Nous nous entendions tous les trois comme de vieux complices. Erwan ne rechignait jamais à la tâche et, plus bricoleur que nous, nous guidait dans la reconstruction du bar.
Notre épuisant labeur manuel offrait l’avantage de me vider la tête. Pareil à une thérapie, il me soignait des égratignures à l’âme que m’avaient laissées mes aventures récentes.
La mort de Mandé, de Diaz et de son sicaire avait soulagé Erwan. Il semblait ne plus craindre de croiser la bande de Paco et avait abandonné son projet de rentrer en France. Il lui restait à régler son problème avec les flics qui n’avaient pas pu manquer la vidéo du catamaran s’échouant à Deshaies.
Avec le retour de la navette, Erwan disparaissait régulièrement avec le dernier bateau du soir pour réapparaître le lendemain matin, fatigué et souriant comme un niais. Anna et lui continuaient à chuchoter dans mon dos.
Elle et moi n’avions pas besoin de conseils conjugaux. Nous nous accordions comme je ne pensais pas que ce soit possible. Je craignais que cet équilibre nouveau ne soit dû qu’aux évènements récents. Je savais que, parfois, après un accident, on se jurait de ne retenir que l’essentiel de nos existences. Autant de résolutions vite oubliées pour replonger dans la course de nos destins. Je me sentais apaisé, moins en conflit. La vie, qu’il m’arrivait auparavant de trouver compliquée, me paraissait douce et simple malgré l’inconfort du moment. Je découvrais une chose que j’avais lue sans trop comprendre de quoi il s’agissait : en plus de partager beaucoup, nous avions foi l’un en l’autre. Anna et moi étions amoureux, sans eau ni électricité.
Nous avions en commun un fort attachement à l’océan. Chaque fois que le vent et les vagues le voulaient bien, nous partions après le travail, surfer ou kiter devant la plage. Nous passions aussi des heures jusqu’à la nuit, quand la mer était calme, en apesanteur au-dessus de la barrière de corail à nous émerveiller de ses habitants.
C’est sur la terrasse d’Anna, devant un café réchauffé et du pain grillé froid, qu’Erwan nous rejoignit un matin. Je lui dis qu’il était temps pour lui de raconter aux flics ses aventures en Haïti et de se débarrasser de cette histoire. En prouvant sa bonne foi, il ne risquait rien.

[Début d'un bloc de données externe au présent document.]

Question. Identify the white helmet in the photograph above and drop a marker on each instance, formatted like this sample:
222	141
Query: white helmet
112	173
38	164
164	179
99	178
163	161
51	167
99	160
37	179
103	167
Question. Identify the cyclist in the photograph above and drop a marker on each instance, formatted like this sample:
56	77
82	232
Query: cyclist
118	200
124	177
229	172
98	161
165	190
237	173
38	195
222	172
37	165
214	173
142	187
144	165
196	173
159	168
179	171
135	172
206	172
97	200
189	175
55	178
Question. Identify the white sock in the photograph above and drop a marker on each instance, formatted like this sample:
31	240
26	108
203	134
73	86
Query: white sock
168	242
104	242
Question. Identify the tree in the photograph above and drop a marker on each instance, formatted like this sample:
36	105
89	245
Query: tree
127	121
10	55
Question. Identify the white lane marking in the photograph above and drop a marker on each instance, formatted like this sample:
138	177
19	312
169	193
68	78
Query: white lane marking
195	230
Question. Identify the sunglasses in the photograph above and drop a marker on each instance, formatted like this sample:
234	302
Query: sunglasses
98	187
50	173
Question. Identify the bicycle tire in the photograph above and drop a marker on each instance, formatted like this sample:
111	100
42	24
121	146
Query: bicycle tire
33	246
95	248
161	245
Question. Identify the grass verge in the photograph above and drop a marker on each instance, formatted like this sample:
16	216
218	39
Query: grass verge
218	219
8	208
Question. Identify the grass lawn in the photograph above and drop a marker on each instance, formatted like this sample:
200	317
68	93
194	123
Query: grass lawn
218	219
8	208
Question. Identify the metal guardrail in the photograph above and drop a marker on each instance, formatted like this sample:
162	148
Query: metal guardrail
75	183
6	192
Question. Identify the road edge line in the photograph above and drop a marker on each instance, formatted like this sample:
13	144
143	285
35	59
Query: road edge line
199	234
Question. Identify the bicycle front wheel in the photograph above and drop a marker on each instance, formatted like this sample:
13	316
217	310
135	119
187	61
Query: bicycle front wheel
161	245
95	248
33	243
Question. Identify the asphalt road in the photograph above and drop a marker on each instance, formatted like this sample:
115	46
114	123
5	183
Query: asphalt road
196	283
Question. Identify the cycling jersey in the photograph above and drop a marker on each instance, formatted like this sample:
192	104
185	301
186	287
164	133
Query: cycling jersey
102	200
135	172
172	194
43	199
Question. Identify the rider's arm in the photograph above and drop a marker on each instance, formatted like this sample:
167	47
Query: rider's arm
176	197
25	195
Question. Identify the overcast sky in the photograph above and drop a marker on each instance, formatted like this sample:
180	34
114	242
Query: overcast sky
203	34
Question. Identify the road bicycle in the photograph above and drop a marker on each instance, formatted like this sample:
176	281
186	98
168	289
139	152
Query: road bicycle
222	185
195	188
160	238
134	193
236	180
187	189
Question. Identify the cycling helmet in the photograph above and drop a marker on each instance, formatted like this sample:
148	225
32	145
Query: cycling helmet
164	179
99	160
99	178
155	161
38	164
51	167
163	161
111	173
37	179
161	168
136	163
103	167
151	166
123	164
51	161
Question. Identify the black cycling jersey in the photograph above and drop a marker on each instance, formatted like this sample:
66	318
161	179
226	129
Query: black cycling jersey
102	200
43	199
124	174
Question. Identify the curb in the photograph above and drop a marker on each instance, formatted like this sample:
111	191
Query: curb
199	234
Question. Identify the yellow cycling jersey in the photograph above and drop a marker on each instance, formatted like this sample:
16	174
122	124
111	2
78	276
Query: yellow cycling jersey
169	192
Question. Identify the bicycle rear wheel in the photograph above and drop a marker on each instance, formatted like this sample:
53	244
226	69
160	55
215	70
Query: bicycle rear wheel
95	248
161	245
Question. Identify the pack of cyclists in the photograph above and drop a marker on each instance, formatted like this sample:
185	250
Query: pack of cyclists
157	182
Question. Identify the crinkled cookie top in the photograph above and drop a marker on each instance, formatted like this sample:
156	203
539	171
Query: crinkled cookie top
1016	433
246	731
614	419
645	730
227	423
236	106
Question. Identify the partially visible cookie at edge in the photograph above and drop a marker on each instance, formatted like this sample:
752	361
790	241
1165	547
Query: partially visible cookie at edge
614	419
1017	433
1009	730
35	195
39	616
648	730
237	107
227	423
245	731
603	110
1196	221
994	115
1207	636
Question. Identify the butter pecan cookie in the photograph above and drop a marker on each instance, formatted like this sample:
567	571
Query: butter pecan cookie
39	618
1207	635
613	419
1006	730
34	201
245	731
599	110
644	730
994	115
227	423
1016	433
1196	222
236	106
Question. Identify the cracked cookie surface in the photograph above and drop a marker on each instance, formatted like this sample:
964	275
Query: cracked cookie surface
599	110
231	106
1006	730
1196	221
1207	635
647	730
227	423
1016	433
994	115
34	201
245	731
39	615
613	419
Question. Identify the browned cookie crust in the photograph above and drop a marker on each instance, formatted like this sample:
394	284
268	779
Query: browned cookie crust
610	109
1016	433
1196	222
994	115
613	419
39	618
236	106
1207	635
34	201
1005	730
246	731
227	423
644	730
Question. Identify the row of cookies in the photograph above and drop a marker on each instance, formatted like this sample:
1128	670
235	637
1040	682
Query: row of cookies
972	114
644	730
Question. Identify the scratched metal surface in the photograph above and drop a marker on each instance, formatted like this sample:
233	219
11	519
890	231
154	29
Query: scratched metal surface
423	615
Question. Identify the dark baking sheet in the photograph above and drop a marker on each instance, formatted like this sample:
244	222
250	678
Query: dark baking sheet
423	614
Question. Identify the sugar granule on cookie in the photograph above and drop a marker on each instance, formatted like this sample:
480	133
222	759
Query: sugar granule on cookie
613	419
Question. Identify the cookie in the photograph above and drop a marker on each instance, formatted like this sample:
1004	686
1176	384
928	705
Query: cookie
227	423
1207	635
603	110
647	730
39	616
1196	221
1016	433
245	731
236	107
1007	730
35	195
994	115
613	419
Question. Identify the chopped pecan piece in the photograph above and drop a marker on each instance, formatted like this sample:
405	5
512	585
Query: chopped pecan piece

— OK, je vais appeler ton Aoudiani, répondit‑il sans enthousiasme. Laisse-moi me préparer. Je m’en occuperai la prochaine fois que j’irai à Saint-François.
— Donc, tout à l’heure ? pouffa Anna.
— Mais oui, c’est vrai, lui demandai-je goguenard, qu’est-ce que tu fabriques tous les soirs à Saint-François ? Tu nous la caches ?
— C’est bon, j’ai compris, fit Erwan. Si Anna le veut bien, nous passerons ce week-end avec vous.
— Chiche ! dit Anna. Vous êtes les bienvenus.
J’appréciais de plus en plus Erwan. C’était un mec bien. Discret, courageux et franc, il avait toutes les qualités pour que nous devenions amis malgré nos quelques années d’écart. Et puis c’était un marin, un vrai, avec qui je partageais la passion pour les bateaux.
* * *
Alors qu’Erwan et Véro descendaient dans la rue de la République à Saint-François, en direction de la gare maritime pour embarquer à destination de la Désirade, un scooter ralentit à leur hauteur. Le pilote, le visage dissimulé par un casque intégral, transportait un Antillais avec de courtes tresses et de multiples chaînes en or. Erwan pensa qu’ils voulaient un renseignement. Il s’arrêta et tourna la tête en souriant. Il remarqua que le passager de la moto fouillait dans une petite sacoche qu’il avait sur le ventre et en sortait un révolver. Sourd aux cris de sa compagne, Erwan mourut dans le caniveau, les yeux fixant pour toujours le ciel d’azur.
Dire qu’il avait réussi à recoller tous les morceaux de sa vie… Pour rien.